La Guinée quant à elle demeure encore, malgré la normalisation avec la France depuis 1978 sous Giscard, une exception dans le dispositif français en Afrique. Comparativement à la Côte d’Ivoire, Macron peut donc se permettre, tout en préservant l’essentiel avec la Guinée, une liberté de ton avec cette ancienne colonie indomptable et récalcitrante au déploiement à son égard de l’ordre politique français. De Sékou Touré à Alpha Condé, en passant par Lansana Conté et éphémèrement par Dadis Camara, la politique étrangère guinéenne est restée constamment tournée, malgré le bon état des relations franco guinéennes depuis quelques décennies, vers certains pays qui sont aujourd’hui des concurrents déclarés à l’influence française en Afrique francophone. Il s’agit de la Russie, de la Chine et de la Turquie. Les deux premiers sont les alliés historiques de la Guinée, non regardant du projet de troisième mandat de son président et surtout disposés à le soutenir à l’international. L’agacement de Macron par rapport à cette situation n’est un secret pour personne.
Le discours de Ouagadougou déjà aux oubliettes ?
Les déclarations de Macron à l’égard d’Alpha Condé au sujet d’un mandat de plus, sont-elles annonciatrices d’un revirement durable ou temporaire de sa politique africaine?La question mérite d’être posée tant ces déclarations contrastent avec le contenu et l’orientation de son discours du 28 novembre 2017 prononcé à l’Université de Ouagadougou.
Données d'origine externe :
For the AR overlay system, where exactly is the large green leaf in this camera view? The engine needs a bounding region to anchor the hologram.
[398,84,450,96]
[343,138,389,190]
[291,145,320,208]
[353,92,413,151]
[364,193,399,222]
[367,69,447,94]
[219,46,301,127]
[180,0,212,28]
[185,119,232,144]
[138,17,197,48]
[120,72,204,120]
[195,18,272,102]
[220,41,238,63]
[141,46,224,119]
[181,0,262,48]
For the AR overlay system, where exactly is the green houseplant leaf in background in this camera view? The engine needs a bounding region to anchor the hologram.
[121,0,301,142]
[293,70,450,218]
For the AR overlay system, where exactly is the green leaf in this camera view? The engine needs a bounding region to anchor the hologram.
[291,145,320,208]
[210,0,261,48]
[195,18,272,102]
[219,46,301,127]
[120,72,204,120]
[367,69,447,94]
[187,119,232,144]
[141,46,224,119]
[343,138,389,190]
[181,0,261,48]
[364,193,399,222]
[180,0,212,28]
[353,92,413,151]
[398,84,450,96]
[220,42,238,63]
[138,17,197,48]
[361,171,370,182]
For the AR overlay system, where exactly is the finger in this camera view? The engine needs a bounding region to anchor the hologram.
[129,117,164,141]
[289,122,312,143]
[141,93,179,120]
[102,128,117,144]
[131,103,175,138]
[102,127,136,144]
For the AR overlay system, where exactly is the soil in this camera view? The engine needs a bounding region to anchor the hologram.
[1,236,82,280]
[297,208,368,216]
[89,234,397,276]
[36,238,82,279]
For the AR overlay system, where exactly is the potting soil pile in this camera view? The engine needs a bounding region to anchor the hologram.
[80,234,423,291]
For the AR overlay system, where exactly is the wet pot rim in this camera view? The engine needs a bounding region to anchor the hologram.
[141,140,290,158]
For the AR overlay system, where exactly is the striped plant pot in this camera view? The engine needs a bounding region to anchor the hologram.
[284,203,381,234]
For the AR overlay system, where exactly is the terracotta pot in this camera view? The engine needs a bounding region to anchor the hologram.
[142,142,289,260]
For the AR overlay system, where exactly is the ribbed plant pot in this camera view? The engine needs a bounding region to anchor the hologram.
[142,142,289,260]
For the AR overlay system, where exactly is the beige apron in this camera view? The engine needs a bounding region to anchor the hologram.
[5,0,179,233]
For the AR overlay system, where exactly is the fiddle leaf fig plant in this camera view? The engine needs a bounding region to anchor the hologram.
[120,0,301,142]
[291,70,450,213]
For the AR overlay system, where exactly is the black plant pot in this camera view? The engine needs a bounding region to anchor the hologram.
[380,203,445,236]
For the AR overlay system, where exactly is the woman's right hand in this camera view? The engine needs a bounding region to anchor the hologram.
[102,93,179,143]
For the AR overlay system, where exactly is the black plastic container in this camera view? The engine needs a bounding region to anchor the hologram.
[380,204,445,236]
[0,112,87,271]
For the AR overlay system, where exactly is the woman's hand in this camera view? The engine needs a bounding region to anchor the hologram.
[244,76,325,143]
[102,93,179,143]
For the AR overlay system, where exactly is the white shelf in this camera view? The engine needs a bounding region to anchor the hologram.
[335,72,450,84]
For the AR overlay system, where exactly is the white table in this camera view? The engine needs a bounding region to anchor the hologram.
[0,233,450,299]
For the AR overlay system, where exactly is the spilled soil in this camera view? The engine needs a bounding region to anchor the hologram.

Macron disait ceci alors ceci à propos des conflits politiques en Afrique : « Je suis d’une génération où on ne vient pas dire à l’Afrique ce qu’elle doit faire, quelles sont les règles de l’Etat de droit mais où partout on encouragera celles et ceux qui en Afrique veulent prendre leurs responsabilités, veulent faire souffler le vent de la liberté et de l’émancipation comme vous l’avez fait ici ». Plus loin, il poursuit « Le président de la République française n’a pas à expliquer dans un pays africain comment on organise la Constitution, comment on organise des élections ou la vie libre de l’opposition. Je n’entends d’ailleurs pas cela d’un président africain pour ce qui concerne l’Europe ».
Les contradictions entre le discours de Macron à Ouagadougou et ses récentes déclarations sur le troisième mandat en Côte d’Ivoire et en Guinée, jettent un doute sur sa volonté affichée de rompre avec la politique paternaliste de ses prédécesseurs dans leurs relations avec l’Afrique francophone. Une politique faite de codes, d’usages, de deals et autres pratiques peu recommandables entre partenaires souverains qui se respectent et qui entendent donner une base saine et transparente à leurs relations.
La fin annoncée de la françafrique n’est certainement pas pour demain.